Google – Manager Peer Problem
Design a data structure to support following functions:
1. setManager(A, B) sets A as a direct manager of B
2. setPeer(A, B) sets A as a colleague of B. After that, A and B will have the same direct Manager.
3. query(A, B) returns if A is in the management chain of B.

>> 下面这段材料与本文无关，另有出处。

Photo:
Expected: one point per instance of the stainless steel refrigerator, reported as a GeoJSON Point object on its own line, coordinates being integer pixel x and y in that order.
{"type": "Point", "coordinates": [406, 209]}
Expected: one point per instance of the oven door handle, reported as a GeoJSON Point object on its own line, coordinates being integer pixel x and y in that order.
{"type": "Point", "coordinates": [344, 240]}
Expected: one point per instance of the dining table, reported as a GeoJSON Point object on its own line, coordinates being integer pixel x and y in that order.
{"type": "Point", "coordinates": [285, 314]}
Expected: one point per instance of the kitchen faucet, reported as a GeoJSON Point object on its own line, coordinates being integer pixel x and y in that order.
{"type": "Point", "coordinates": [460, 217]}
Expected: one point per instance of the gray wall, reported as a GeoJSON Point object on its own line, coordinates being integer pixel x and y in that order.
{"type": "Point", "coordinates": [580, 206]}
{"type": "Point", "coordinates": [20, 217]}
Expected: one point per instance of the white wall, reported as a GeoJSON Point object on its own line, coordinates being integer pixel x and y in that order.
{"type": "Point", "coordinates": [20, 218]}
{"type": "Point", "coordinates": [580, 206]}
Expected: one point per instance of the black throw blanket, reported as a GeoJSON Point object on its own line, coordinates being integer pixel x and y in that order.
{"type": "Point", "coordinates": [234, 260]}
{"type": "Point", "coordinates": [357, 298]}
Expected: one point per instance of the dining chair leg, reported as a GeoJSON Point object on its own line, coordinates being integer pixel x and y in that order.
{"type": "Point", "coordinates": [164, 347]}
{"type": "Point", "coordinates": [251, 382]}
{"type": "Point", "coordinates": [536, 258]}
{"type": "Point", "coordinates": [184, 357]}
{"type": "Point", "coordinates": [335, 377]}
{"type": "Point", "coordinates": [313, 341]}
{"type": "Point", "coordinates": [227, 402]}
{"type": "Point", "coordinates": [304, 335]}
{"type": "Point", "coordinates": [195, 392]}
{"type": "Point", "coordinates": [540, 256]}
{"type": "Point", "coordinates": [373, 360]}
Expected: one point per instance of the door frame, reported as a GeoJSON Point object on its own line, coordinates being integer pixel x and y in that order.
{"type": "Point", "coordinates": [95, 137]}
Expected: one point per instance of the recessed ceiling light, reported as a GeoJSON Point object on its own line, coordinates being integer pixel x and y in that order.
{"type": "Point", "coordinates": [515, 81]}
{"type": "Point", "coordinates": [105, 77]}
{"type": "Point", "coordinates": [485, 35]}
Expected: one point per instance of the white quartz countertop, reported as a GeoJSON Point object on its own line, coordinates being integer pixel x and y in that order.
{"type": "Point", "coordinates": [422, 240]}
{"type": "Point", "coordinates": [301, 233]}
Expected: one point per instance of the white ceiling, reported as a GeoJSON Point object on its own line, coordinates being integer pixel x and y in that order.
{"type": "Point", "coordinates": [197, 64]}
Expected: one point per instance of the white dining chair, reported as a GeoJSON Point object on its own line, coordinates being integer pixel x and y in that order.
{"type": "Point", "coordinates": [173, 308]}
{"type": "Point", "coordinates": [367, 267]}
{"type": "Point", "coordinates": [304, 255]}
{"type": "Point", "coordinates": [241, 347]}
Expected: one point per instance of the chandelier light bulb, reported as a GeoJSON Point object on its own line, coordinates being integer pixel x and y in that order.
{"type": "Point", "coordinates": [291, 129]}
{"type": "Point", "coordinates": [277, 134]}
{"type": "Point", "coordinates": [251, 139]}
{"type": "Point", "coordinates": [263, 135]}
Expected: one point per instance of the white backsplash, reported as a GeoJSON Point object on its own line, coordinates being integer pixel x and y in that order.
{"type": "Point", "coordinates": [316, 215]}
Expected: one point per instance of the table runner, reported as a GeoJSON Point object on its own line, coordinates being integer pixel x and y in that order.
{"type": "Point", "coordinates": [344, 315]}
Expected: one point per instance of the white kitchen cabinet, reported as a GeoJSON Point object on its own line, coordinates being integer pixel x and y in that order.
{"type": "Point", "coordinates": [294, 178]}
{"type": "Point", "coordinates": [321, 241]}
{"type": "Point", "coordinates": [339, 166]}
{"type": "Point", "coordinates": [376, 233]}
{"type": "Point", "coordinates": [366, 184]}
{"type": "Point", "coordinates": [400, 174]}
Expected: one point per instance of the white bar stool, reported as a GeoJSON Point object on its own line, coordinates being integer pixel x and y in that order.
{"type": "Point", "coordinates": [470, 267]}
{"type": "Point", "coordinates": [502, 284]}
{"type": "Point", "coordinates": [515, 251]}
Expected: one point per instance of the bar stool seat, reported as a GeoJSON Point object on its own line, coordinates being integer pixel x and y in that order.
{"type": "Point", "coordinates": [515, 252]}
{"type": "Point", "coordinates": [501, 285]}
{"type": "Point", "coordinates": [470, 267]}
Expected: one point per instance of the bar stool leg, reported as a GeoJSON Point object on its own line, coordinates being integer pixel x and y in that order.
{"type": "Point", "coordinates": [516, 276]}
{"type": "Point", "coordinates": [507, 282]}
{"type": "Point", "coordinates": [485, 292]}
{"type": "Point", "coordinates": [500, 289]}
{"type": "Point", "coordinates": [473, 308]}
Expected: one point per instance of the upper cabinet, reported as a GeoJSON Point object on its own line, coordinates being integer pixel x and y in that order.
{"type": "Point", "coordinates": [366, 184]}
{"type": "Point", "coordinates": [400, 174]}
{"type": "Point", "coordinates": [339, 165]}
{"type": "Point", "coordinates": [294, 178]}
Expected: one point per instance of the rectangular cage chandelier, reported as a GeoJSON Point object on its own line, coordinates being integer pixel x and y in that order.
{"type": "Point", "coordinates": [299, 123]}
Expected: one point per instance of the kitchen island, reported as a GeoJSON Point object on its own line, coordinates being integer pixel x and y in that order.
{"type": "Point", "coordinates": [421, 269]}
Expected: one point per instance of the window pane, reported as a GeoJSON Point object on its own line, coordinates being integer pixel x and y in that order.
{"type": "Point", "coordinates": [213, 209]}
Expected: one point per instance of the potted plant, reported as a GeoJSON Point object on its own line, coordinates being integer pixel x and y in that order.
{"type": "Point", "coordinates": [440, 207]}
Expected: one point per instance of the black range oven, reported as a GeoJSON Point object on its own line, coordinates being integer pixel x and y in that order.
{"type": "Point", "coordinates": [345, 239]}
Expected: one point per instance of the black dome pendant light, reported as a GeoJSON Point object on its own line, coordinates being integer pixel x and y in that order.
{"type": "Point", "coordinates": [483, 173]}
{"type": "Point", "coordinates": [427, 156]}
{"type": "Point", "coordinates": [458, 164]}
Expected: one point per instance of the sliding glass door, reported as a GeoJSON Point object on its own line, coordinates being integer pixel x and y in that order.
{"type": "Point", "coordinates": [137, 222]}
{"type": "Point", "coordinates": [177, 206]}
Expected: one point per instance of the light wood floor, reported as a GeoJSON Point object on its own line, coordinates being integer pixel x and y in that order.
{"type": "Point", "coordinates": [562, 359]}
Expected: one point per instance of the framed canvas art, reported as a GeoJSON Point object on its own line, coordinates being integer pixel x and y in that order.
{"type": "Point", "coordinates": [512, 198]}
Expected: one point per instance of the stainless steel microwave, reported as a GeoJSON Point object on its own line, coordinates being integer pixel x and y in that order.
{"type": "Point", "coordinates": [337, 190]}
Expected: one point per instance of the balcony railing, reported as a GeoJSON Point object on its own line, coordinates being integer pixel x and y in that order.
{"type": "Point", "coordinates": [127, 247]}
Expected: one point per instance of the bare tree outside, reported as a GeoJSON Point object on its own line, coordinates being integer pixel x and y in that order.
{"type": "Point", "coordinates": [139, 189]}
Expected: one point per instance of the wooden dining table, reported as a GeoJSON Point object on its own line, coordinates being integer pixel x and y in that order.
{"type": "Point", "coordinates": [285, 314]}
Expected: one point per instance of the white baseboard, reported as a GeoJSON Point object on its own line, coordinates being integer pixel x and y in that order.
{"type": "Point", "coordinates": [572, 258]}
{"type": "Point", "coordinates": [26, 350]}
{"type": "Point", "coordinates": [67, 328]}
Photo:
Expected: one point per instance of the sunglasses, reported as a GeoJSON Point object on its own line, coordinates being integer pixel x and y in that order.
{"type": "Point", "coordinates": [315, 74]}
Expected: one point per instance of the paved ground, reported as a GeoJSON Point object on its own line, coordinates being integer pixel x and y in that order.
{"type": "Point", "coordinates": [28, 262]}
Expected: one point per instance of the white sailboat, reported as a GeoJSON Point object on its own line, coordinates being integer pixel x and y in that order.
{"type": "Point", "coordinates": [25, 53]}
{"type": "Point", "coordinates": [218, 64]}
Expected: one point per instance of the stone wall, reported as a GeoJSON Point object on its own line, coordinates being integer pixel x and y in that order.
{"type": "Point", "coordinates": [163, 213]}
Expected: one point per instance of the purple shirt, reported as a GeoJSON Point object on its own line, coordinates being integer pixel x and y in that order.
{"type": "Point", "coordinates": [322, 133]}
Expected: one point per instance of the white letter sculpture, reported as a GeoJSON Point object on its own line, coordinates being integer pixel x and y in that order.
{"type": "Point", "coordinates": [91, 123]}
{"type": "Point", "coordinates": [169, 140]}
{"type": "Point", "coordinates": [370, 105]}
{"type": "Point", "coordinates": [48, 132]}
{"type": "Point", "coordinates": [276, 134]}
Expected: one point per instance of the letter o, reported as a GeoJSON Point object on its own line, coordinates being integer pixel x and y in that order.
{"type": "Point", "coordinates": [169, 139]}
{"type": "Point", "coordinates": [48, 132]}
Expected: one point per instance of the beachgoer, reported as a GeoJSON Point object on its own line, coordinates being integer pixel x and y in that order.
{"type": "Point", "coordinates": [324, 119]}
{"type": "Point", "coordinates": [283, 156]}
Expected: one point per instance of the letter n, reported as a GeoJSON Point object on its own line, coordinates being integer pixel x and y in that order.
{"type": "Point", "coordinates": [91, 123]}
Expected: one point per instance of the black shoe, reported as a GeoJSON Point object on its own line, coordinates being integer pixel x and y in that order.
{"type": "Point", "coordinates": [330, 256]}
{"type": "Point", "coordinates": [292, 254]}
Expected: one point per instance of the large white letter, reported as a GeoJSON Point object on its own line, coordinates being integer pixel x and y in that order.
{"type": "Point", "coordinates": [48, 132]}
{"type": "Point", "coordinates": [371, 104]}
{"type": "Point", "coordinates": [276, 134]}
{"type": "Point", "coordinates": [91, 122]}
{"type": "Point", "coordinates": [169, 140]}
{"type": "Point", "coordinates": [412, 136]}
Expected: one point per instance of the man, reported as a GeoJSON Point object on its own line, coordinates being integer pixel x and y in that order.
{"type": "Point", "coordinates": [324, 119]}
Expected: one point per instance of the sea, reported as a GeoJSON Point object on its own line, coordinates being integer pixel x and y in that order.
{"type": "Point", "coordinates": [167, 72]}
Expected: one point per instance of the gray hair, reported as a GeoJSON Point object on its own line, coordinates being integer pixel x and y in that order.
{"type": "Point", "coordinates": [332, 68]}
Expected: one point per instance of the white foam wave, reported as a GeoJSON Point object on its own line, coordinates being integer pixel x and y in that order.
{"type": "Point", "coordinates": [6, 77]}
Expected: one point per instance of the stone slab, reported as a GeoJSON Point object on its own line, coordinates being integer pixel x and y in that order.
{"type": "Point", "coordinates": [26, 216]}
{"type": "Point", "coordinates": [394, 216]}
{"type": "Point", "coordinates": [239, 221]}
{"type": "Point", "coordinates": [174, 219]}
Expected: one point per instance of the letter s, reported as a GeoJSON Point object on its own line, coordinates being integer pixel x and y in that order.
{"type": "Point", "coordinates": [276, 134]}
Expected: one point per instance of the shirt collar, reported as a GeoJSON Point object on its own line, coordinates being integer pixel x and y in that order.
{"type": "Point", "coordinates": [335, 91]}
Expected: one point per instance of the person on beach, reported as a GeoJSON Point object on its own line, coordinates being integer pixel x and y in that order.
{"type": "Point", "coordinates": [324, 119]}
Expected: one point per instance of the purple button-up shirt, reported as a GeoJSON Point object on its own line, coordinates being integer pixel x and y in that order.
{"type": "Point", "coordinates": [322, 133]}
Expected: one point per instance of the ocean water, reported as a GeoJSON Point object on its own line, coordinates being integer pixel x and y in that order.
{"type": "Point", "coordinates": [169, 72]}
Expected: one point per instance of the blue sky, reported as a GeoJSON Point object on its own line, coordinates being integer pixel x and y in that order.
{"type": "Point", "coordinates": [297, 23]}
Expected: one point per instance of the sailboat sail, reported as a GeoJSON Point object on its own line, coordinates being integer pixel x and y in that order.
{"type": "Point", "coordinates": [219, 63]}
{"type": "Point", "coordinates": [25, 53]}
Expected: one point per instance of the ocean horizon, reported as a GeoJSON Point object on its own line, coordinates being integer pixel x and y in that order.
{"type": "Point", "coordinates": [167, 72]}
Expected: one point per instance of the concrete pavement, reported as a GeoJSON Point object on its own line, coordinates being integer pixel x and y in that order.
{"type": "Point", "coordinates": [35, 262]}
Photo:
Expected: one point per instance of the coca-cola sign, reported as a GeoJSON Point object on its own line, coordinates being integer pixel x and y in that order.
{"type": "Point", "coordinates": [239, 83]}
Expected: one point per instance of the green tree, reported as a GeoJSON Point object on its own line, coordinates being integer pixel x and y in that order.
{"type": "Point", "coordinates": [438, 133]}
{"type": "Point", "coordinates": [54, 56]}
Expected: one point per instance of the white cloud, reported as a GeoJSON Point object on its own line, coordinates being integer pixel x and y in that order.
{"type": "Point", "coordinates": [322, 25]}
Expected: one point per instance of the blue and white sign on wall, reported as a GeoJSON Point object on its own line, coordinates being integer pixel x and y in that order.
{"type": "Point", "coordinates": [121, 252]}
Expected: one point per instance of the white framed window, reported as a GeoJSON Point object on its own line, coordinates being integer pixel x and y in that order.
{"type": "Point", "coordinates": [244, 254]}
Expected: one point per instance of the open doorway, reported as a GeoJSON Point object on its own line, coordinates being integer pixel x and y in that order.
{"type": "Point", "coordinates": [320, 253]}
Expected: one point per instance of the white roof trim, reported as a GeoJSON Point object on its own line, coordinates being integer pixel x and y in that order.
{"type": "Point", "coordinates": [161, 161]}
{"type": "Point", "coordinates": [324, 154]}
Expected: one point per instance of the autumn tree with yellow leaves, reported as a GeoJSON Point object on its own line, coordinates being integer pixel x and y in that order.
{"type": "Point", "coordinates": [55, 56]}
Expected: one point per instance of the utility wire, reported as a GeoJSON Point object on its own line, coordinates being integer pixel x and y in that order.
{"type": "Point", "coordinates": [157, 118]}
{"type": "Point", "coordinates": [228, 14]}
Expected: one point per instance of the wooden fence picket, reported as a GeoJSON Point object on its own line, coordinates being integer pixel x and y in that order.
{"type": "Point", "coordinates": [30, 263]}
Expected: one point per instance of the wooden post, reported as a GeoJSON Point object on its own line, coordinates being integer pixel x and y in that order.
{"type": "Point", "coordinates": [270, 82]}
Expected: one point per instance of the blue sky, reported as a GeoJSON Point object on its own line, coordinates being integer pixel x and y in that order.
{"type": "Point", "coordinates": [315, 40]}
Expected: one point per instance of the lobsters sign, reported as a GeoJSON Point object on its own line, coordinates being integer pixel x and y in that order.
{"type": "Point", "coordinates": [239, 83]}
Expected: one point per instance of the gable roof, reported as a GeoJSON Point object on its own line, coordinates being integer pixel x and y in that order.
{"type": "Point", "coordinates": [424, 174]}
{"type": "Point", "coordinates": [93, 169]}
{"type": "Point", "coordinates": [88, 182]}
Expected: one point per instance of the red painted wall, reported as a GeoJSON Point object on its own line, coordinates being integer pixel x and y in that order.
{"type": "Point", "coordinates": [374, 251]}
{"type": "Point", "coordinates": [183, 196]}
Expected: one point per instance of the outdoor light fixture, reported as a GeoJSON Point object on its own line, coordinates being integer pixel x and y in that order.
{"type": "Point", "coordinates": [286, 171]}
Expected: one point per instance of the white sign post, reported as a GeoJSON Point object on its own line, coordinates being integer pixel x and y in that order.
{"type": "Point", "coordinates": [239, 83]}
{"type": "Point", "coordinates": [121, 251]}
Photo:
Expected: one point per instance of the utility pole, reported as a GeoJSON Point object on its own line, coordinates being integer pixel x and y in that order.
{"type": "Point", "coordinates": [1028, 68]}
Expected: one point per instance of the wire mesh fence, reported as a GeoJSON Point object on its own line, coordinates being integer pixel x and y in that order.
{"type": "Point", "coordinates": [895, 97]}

Every person only has 1 direct manager.
[Solution]
本来分析了半天以为union-find的行不通,最后发现好像也是可以的。但是和传统union-find有点不一样:
1. 不能path compression。因为这题涉及到层级关系,不能打乱。
2. 有两种union。并且在做union的时候并不是把他们的root union到一起,而是直接id[b] = ida或者id[b] = a(setManager)。这里把id命名为parent更贴切一点。
3. find不是找他们的root是不是一样,而是在找root of B的过程中,看A在不在一条chain上。
其实这题用union-find也就相当于一棵Tree, 只不过用数组来记录每个Node的parent的而已。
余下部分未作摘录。